The Life Giving Home: Creating a Place of Belonging and Becoming (Sally and Sarah Clarkson) | Sally and her daughter Sarah co-wrote this book to share how home has shaped their family, and to encourage a new generation of mothers to forge an intimate family culture that will welcome kids into close relationships with their parents long after they’re grown. The second half of the book is divided into monthly chapters with seasonal suggestions for loving your kids at home, and I’ve decided to read each chapter at the start of the corresponding month. It will be December before I finish this book, but I have a feeling already that it will be read again in years to come.
Chasing Slow: Courage to Journey Off the Beaten Path (Erin Loechner) | “The Nicest Girl Online”, a well-known stylist and design blogger, Erin Loechner had arrived. Her husband was a rising filmmaker, they had a stylish L.A. home, and they were well on their way to fortune. When the financial crisis of 2008 hit, they decided to move back to the midwest, and soul-searching and identity crises ensue. I preordered this book from Amazon while I was Christmas shopping. As soon as it arrived on my doorstep in late January, I devoured it cover-to-cover. Erin’s prose is lilting and poetic, and I was often refreshed to find her reflections and experiences elicited a “me too!” response with my soul.
The Curious Charms of Arthur Pepper (Phaedra Patrick)| Arthur Pepper is an elderly widower, still shocked and mourning the loss of his wife one year after her sudden death.

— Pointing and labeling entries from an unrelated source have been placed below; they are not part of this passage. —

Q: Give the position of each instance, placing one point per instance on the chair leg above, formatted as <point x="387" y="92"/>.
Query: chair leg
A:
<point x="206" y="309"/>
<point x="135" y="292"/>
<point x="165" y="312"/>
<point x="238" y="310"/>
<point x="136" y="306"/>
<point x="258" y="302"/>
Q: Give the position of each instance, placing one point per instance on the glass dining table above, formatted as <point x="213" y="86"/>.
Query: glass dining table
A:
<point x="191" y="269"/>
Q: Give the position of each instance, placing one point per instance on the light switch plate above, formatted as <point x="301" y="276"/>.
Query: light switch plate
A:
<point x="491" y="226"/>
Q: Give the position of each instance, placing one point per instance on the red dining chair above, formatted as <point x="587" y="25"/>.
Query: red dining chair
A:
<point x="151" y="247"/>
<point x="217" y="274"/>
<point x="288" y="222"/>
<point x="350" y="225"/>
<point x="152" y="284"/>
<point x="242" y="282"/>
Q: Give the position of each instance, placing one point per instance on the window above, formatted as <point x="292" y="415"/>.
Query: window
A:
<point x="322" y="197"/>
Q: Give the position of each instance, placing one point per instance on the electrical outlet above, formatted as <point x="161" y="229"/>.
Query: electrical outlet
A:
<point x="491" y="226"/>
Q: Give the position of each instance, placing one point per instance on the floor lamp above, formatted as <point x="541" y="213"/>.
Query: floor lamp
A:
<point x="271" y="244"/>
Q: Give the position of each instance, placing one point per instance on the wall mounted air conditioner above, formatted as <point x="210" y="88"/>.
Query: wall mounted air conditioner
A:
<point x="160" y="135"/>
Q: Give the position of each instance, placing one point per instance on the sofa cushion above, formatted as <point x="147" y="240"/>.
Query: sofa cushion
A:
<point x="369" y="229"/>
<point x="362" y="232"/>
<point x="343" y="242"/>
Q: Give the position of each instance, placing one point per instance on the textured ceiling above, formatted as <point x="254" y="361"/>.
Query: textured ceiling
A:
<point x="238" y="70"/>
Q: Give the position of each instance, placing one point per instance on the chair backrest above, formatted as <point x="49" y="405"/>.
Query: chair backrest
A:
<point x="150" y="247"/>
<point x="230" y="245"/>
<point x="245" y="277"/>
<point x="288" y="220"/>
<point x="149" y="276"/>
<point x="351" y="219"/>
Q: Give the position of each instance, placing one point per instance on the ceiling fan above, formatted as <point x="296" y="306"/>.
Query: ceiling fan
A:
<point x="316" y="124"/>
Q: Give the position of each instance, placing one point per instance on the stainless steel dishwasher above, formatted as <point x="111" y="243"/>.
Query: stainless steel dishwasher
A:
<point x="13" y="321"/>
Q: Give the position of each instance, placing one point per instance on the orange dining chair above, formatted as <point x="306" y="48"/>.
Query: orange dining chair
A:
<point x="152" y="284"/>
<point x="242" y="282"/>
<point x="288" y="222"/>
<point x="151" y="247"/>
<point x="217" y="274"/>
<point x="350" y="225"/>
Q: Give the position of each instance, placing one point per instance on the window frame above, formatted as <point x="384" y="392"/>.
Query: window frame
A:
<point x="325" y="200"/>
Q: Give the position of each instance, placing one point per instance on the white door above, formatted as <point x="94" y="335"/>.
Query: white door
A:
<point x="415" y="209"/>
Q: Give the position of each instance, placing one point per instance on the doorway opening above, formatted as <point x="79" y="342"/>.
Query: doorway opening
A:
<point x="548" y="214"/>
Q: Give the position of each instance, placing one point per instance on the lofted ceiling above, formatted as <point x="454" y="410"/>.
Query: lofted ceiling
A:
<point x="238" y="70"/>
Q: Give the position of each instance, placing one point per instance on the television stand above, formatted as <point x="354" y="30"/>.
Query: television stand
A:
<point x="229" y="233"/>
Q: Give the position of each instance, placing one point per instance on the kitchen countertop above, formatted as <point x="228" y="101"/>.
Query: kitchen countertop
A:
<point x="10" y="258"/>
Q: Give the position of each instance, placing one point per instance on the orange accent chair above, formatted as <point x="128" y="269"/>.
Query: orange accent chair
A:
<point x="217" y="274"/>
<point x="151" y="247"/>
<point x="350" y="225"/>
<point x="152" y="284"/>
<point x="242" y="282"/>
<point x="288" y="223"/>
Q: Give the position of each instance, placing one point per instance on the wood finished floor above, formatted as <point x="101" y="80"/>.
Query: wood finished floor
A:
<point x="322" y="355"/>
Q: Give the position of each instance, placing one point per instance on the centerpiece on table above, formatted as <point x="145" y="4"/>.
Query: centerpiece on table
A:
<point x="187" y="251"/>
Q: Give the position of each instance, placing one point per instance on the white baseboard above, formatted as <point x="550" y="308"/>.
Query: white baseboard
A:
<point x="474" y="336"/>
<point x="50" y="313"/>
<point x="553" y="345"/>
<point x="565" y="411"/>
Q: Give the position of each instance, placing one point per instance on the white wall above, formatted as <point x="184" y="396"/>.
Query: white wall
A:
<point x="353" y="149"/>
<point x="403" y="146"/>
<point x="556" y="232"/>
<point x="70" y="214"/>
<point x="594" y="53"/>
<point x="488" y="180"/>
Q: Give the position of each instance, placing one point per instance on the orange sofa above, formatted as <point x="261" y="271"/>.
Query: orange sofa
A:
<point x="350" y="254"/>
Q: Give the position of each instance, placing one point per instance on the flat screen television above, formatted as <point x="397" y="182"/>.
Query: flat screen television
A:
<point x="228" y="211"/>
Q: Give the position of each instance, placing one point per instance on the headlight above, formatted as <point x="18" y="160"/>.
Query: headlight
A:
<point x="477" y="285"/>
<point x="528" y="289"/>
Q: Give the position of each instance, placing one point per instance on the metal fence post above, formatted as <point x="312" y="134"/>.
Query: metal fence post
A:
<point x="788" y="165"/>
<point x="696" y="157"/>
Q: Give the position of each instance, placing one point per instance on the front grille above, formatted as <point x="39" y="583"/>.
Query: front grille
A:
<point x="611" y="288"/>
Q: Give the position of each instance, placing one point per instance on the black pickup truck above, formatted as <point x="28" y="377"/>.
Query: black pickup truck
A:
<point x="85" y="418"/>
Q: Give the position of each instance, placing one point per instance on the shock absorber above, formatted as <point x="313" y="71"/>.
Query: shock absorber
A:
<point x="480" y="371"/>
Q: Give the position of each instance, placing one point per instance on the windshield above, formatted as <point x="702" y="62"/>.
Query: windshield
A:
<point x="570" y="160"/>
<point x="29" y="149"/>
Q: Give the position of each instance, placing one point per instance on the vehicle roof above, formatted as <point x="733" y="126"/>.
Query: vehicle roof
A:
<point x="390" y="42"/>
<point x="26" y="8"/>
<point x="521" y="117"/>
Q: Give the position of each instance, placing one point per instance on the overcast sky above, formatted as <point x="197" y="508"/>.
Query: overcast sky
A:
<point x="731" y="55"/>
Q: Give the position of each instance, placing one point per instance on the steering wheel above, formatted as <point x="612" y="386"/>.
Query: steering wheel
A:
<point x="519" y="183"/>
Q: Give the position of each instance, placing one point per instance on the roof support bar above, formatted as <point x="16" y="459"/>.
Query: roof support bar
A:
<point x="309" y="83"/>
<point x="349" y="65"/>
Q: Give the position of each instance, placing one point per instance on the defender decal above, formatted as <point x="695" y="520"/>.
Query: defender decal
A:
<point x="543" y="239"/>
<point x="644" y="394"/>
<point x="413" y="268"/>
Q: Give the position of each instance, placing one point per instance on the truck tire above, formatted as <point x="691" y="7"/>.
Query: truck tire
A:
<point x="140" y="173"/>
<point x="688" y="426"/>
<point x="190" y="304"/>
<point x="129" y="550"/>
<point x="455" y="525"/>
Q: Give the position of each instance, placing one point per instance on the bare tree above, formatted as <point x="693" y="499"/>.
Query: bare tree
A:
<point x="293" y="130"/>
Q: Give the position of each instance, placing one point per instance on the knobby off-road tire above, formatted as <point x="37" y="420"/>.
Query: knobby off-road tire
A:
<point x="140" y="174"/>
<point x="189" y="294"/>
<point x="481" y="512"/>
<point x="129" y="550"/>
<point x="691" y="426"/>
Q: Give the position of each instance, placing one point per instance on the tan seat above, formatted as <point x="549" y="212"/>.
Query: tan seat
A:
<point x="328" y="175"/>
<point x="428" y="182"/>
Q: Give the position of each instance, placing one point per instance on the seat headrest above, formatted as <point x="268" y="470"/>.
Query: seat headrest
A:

He finds comfort in routines, and the only unpredictable things about his well-structured life are the frequent unannounced appearances of his brash and well-meaning neighbor, Bernadette. One day, he decides to clean out his some of his wife’s old possessions, and finds an old charm bracelet tucked into a boot. He has never seen the bracelet before, and he deduces that each of the charms must tell a story about the time before they met. Arthur decides to follow the clues where they take him in order to learn more about her. In the process, he finds healing from his grief and restored relationships with his distant children. This was such a sweet story, and I felt like I just wanted to hug Mr. Pepper and be his friend.
For The Children’s Sake: Foundations of Education for Home and School (Susan Schaeffer Macaulay) |
This book is a classic on the homeschooling circuit, and a really good read for the mom who is questioning the “why” behind her decision to home educate her kids. The author is heavily influenced by Charlotte Mason’s philosophy about childhood education, and she relies heavily on references from Mason’s work to explain common pitfalls in the modern public schooling system. I find it encouraging to know that there is a better way than the traditional structure we are most familiar with, and even though I may not execute the philosophy perfectly in my own teaching style, I really am attempting to do what is best for my kids by teaching them at home. I checked this book out from the library, but I think that I will need to revisit it again and again in the future to keep me reminded to stay the course.
That’s what I’ve been reading. What about you?